As a clinician or service leader, knowledge of the health economic evaluation framework is useful in an advocacy role, making a case to the planning & funding decision-makers for new services to serve a patient population. An example of this comes from our experience in the orthopaedic service at a public hospital serving a main city and large surrounding region in New Zealand. [45]. Due to limitations of funding and capacity, joint replacement surgery is rationed by a prioritisation system based on disease severity. General practitioners were referring patients with osteoarthritis for an orthopaedic consultation, as they felt joint replacement surgery was the appropriate next treatment. However, demand outstripped supply, so only the most severe cases were able to be offered appointments. The rest were turned away, back to the GP, resulting in a growing unmet need. As a clinical researcher active in conducting RCTs in association with the local service 17−22 , one of us ([blinded]) proposed a new clinic to serve this unmet need. Others had proposed a similar thing before and got nowhere, but this time, recognising that the language of funding decision-makers is dollars and sense, we came with a business case based on real, local RCT data [13] with a full parallel economic evaluation demonstrating not just cost-effectiveness, but cost savings. [46]. QALY gains were greater, and the cost savings attributable to the intervention came not only from reduced health system costs (less medications, imaging, doctor visits, etc.) but also societal perspective costs such as out-of-pocket costs to the patient and family, and substantial reduction in productivity losses. The cost savings more than recouped the cost of providing the intervention. The results were robust to uncertainty analyses, and persisted at both one- and two-years follow-up. [44, 46]. The door opened, a partnership in funding, developing and implementing the new service was entered, and one result was a 90% reduction in unmet need. [45]. People previously turned away were being seen, and receiving high-value care. [41]. This illustrates the opportunities for clinicians and clinical researchers to use the health economic evaluation framework in an advocacy role for patient populations at the service delivery level.

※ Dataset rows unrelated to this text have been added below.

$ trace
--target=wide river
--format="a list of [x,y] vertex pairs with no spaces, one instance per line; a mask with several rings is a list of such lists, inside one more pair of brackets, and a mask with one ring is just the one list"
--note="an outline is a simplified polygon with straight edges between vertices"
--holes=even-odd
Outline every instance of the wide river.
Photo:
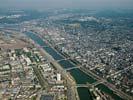
[[[25,34],[31,38],[35,43],[42,46],[43,49],[49,53],[55,60],[61,60],[59,64],[64,68],[72,68],[76,67],[71,63],[69,60],[62,60],[65,59],[63,56],[61,56],[57,51],[55,51],[52,47],[50,47],[47,43],[45,43],[42,38],[40,38],[38,35],[34,34],[33,32],[25,32]],[[82,72],[80,69],[72,69],[69,71],[71,76],[75,79],[77,84],[86,84],[86,83],[94,83],[96,82],[95,79],[93,79],[91,76],[87,75],[86,73]],[[119,96],[113,93],[112,90],[110,90],[108,87],[106,87],[103,84],[99,84],[97,86],[100,90],[104,91],[105,93],[108,93],[110,96],[112,96],[115,100],[122,100]],[[89,89],[88,88],[77,88],[79,98],[80,100],[93,100]]]

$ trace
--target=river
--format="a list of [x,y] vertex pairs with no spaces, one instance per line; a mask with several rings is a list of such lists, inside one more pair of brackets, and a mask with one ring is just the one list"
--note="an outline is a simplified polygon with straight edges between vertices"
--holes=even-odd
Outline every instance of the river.
[[[56,61],[59,61],[59,64],[63,68],[71,68],[76,67],[73,65],[69,60],[63,60],[63,56],[61,56],[59,53],[57,53],[52,47],[50,47],[47,43],[45,43],[38,35],[32,33],[32,32],[25,32],[25,34],[31,38],[35,43],[39,44],[40,46],[44,46],[43,49],[48,52]],[[95,79],[93,79],[91,76],[87,75],[86,73],[82,72],[80,69],[72,69],[69,71],[74,80],[77,84],[86,84],[86,83],[94,83],[96,82]],[[114,94],[112,90],[110,90],[105,85],[98,85],[97,86],[100,90],[108,93],[110,96],[112,96],[115,100],[122,100],[119,96]],[[90,96],[90,92],[88,88],[77,88],[80,100],[92,100],[92,97]]]

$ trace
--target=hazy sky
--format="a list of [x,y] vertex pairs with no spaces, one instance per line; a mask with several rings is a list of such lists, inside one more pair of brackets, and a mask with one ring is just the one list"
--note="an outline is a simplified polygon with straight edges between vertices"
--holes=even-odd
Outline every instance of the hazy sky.
[[133,0],[0,0],[0,8],[133,8]]

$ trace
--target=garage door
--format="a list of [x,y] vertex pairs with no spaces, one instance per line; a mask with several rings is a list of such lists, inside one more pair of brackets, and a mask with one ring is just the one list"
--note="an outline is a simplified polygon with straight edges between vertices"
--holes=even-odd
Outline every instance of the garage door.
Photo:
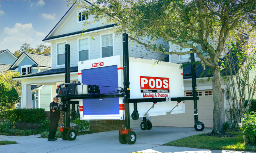
[[[206,128],[213,127],[213,109],[212,90],[198,90],[198,120]],[[185,91],[186,97],[192,96],[192,91]],[[185,102],[185,113],[151,117],[153,126],[161,126],[191,127],[194,125],[194,104],[193,101]]]

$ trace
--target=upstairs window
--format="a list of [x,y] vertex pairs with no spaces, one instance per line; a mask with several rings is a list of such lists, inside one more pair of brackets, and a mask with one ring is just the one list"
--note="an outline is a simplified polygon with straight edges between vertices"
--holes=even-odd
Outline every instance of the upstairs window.
[[89,60],[89,39],[79,39],[78,40],[79,61]]
[[78,12],[78,22],[89,20],[89,15],[88,13],[86,13],[84,12]]
[[65,42],[57,44],[57,61],[58,65],[65,64]]
[[112,34],[101,36],[102,57],[113,56],[113,39]]

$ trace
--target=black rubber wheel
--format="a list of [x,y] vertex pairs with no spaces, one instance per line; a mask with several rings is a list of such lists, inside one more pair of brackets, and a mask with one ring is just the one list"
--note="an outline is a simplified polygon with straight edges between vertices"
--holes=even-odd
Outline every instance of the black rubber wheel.
[[69,130],[67,132],[66,136],[69,140],[75,140],[77,137],[77,132],[74,129]]
[[194,126],[195,129],[197,131],[202,131],[205,128],[205,124],[203,123],[201,124],[195,125]]
[[127,143],[126,139],[125,137],[126,135],[121,135],[119,134],[118,136],[118,139],[119,140],[119,142],[122,144],[125,144]]
[[67,140],[67,137],[66,137],[66,136],[65,135],[63,134],[63,132],[61,133],[61,138],[62,139],[62,140]]
[[146,130],[147,128],[147,122],[143,121],[141,123],[141,129],[142,130]]
[[138,111],[133,111],[131,114],[131,118],[133,120],[137,120],[140,117],[140,115]]
[[134,144],[136,140],[136,136],[135,132],[133,131],[130,131],[126,136],[126,141],[129,144]]
[[147,130],[151,130],[151,129],[152,129],[152,123],[151,123],[151,122],[150,121],[147,121]]

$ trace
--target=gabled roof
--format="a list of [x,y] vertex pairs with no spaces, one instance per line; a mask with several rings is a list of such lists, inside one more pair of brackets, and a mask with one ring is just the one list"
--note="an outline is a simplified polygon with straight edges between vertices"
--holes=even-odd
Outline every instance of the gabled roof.
[[[78,67],[75,66],[74,67],[70,67],[70,72],[76,72],[78,71]],[[13,78],[26,78],[31,76],[37,76],[46,75],[48,75],[55,74],[61,74],[65,73],[65,68],[60,68],[59,69],[51,69],[49,70],[38,72],[28,74],[27,74],[19,76],[13,77]]]
[[1,64],[0,65],[0,70],[2,72],[7,71],[10,68],[11,66],[12,66],[12,65],[11,64]]
[[[89,4],[91,4],[91,5],[92,4],[91,3],[90,3],[90,2],[89,2],[87,1],[84,0],[84,1],[85,1],[85,2],[86,2],[88,3]],[[45,37],[45,38],[44,39],[43,39],[42,41],[45,41],[45,40],[49,40],[49,39],[53,39],[53,38],[49,39],[49,38],[48,38],[47,39],[47,38],[48,36],[50,36],[50,35],[52,33],[52,32],[53,32],[53,30],[55,30],[56,29],[56,28],[57,28],[57,27],[58,27],[58,26],[59,26],[59,25],[60,23],[61,22],[61,21],[62,21],[64,19],[64,18],[65,18],[65,17],[67,15],[67,14],[68,14],[68,13],[69,13],[69,12],[70,12],[70,11],[71,10],[71,9],[72,8],[74,8],[73,7],[73,6],[75,5],[75,4],[74,3],[74,4],[73,4],[73,5],[72,5],[72,6],[71,6],[71,7],[70,7],[70,8],[69,8],[69,9],[68,10],[67,10],[67,12],[66,12],[66,13],[65,13],[65,14],[61,18],[60,20],[60,21],[59,21],[59,22],[58,22],[58,23],[57,23],[57,24],[56,24],[56,25],[55,25],[55,26],[54,26],[54,27],[53,27],[53,28],[51,30],[51,31],[49,33],[48,33],[48,34],[47,34],[47,35],[46,35],[46,36]],[[80,33],[81,33],[81,32],[80,32]]]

For a clinician or clinical researcher, economic evaluation studies may seem complex; we hope this primer has helped demonstrate that the interpretation of these studies is not complicated; rather, it is comparable to interpreting a RCT. While accepting that clinical decision-making and policy-making are complex processes that must take into account many other factors, studies of cost-effectiveness are essential to improve decisions about allocating resources, whether those resources be your time, the capacity of your service, or the available funding across the entire healthcare system. We have outlined how the familiar PICOT framework – Population, Intervention, Comparison, Outcome, and Timeframe – is useful to clinicians and clinical researchers reading studies of cost-effectiveness, and interpreting the meaning and generalisibility of economic evaluations.